Married couples have the option of stipulating their future property dispute in marriage contracts so that the division auction does not take place in the first place. Divorce lawyer Las Vegas can help in stipulate the matter.

Joint account – holders are jointly and severally liable

If (married) couples set up a joint checking account, they often opt for a so-called OR account. In the case of a so-called OR account, each account holder can in principle dispose of the account without the involvement of the other. It is important here: The co-owners of a joint account are jointly and severally liable to the bank. In other words, if the account is overdrawn by a co-owner, the bank can also request the other co-owner to settle the account in full. But there is also an “emergency brake”: Each account holder can revoke the other’s individual power of disposal at any time for the future. However, this does not apply to the past. Here you only have the option of reclaiming the compensation from the co-owner if the bank has made a claim.

If you have different spending behavior, you should in any case not grant individual power of disposal and set up a so-called and account from the outset, which you can only dispose of jointly.

Calculation of child support with mutual parity childcare

The classic division of childcare after separation of the child’s parents with one parent focusing on food is nowadays increasingly in favor of mutual, equal care (alternation model) of the children due to the employment of both parents and the desire of many fathers to care for their children to the same extent replaced both parents.

In this context, the case law had to deal with the question of how child maintenance is to be regulated in cases of mutual care. The legal regulation concerns the so-called residence model and the associated traditional division of employment and childcare. In such cases, it releases the child caring parent from cash maintenance. Childcare provided as part of a switching model, on the other hand, cannot lead to an exemption from cash maintenance in accordance with Section 1606 III sentence 2 BGB, because otherwise only the child’s care needs would be covered, but not the so-called standard need according to the rates in the state table.

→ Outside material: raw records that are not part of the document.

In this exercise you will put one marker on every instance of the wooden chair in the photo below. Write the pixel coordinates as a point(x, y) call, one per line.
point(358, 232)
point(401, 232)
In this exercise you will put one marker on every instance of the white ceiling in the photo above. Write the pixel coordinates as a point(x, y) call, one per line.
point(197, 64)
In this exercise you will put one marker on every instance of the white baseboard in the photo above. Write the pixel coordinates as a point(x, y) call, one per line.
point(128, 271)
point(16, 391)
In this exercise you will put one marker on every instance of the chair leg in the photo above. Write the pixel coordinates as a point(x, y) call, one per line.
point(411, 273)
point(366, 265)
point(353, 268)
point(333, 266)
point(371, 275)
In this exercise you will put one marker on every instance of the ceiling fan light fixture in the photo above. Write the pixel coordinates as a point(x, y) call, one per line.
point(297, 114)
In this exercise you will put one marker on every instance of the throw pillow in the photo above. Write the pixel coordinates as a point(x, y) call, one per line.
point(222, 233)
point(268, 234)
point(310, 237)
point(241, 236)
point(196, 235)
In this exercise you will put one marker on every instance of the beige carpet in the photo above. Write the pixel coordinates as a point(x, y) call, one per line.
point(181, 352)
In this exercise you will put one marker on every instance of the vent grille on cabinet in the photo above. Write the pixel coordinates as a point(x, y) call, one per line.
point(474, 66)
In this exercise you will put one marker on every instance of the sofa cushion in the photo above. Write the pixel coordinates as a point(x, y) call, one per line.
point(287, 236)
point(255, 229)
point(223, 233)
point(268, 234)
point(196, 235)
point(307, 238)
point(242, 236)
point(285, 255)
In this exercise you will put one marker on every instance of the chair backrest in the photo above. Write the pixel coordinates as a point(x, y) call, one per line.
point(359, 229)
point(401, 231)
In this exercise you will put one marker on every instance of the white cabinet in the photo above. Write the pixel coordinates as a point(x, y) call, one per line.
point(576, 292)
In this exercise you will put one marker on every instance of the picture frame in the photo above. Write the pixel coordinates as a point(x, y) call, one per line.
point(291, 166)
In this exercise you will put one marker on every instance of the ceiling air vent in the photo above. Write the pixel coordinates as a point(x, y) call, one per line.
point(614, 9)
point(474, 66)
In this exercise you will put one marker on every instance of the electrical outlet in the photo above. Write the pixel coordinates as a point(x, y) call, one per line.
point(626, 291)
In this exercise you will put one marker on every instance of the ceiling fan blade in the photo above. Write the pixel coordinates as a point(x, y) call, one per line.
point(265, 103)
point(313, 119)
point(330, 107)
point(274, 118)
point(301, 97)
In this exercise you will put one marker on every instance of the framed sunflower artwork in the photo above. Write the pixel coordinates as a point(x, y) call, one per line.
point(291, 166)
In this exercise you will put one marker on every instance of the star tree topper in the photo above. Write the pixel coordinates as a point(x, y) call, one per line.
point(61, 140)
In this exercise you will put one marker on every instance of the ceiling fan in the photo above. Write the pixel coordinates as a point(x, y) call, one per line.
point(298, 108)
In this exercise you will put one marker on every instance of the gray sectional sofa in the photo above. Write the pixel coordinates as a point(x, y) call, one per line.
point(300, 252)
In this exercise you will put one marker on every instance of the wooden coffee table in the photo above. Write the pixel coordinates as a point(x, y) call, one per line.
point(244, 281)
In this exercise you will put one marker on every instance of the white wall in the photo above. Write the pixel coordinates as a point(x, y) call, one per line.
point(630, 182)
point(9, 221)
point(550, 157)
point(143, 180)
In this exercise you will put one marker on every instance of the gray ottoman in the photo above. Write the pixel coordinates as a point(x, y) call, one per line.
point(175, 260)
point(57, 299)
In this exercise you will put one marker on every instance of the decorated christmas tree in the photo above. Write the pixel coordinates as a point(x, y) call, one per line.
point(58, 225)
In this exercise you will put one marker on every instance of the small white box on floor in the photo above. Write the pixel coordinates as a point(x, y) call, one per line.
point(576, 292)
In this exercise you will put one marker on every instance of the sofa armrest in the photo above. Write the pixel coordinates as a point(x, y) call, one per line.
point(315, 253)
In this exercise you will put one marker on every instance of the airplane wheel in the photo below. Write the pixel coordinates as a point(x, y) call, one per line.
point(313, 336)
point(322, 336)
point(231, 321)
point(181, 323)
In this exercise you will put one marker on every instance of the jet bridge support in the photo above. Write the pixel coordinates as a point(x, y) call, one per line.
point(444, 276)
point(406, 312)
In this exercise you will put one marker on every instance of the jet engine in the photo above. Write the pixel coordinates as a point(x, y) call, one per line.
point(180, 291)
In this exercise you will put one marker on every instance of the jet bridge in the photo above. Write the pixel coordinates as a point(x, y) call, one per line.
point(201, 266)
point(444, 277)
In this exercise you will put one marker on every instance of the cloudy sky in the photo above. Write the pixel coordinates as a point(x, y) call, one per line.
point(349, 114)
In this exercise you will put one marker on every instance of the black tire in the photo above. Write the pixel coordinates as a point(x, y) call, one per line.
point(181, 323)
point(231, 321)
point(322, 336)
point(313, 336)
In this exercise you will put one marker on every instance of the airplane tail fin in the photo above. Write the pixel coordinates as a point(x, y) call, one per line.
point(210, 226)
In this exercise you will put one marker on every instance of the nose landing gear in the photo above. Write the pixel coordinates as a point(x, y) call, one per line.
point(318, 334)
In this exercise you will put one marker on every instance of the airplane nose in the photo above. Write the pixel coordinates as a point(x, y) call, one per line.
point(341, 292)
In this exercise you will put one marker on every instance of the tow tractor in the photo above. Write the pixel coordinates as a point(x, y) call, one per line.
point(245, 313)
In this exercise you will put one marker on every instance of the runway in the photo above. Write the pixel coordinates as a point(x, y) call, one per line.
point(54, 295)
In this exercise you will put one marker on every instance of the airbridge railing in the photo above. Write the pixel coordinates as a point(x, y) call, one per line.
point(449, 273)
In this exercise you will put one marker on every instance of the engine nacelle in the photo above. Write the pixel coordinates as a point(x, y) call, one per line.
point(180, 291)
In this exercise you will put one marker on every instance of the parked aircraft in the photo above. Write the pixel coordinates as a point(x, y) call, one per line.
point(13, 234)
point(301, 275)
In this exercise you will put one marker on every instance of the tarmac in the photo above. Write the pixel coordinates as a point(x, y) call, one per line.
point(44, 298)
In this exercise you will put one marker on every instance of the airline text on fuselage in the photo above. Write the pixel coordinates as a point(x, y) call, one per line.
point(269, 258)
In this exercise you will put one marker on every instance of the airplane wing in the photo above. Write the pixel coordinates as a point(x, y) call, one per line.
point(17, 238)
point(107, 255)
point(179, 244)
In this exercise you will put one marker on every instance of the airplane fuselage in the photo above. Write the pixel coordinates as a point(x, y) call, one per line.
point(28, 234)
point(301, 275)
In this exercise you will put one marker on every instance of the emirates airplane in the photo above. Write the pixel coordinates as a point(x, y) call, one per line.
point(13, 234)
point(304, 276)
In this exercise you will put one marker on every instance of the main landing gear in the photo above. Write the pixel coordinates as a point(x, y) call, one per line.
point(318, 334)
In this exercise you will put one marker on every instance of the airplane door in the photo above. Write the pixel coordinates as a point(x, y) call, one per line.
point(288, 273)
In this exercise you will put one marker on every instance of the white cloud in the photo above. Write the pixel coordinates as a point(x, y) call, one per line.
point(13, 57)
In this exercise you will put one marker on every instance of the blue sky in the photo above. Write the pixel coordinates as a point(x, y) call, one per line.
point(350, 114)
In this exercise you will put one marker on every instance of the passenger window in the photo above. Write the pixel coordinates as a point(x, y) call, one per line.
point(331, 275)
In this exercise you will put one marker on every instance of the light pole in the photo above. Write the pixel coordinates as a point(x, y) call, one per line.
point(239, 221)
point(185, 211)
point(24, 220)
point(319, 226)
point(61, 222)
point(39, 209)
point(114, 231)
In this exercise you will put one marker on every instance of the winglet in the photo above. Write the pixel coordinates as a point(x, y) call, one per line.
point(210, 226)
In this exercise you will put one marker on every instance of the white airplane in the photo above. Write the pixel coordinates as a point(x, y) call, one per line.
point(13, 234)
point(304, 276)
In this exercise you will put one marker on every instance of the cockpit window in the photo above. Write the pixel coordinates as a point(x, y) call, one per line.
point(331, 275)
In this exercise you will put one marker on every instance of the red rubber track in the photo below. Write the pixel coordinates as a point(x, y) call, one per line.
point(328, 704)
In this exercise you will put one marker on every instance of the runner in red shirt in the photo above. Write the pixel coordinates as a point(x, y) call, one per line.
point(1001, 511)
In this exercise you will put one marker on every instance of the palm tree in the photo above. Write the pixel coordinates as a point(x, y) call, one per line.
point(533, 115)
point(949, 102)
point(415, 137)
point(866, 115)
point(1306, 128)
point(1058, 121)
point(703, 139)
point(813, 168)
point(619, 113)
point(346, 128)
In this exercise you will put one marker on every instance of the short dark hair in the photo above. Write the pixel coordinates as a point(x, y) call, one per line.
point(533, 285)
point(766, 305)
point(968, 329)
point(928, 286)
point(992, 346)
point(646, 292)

According to the rulings of the Federal Court of Justice, the maintenance needs of a child in the change model are based on the parents’ mutual income and include, in addition to the resulting standard requirement according to the state table, in particular the additional costs of the change model. Both parents are liable for the needs of the child proportionally according to their respective income and financial situation (§ 1606 III S. 1 Civil Code).

Half of the child benefit is to be offset against the needs of the minor child, which means that each parent benefits from this half of the child benefit in accordance with their income-related share of the cash maintenance for the child; the other half of the child benefit is due to each of the two caring parents. As a result, the non-recipient of child benefit can request the parent entitled to receive a quarter of the statutory child benefit for the children themselves.


Father and mother practice equal care for their 10-year-old child. Father pays after-school care costs of $ 70.00 and travel costs of $ 45.00 per month. The mother receives the child benefit. She pays the music school from $ 90.00 per month. The mother has an income of $ 1,600.00 relevant to maintenance law, the father of $ 2,400.00.

The combined income of the parents of $4,000.00 results in the child’s regular needs according to the 2nd age group and 7th income group in the state table (as of January 1, 2021) of $ 543.00 per month. This includes the cost of clothing and meal allowances. Half of the child benefit must be deducted from this ($ 97.00), Section 1612 b I S. 1 No. 2 Civil Code. The standard requirement is accordingly $ 446.00.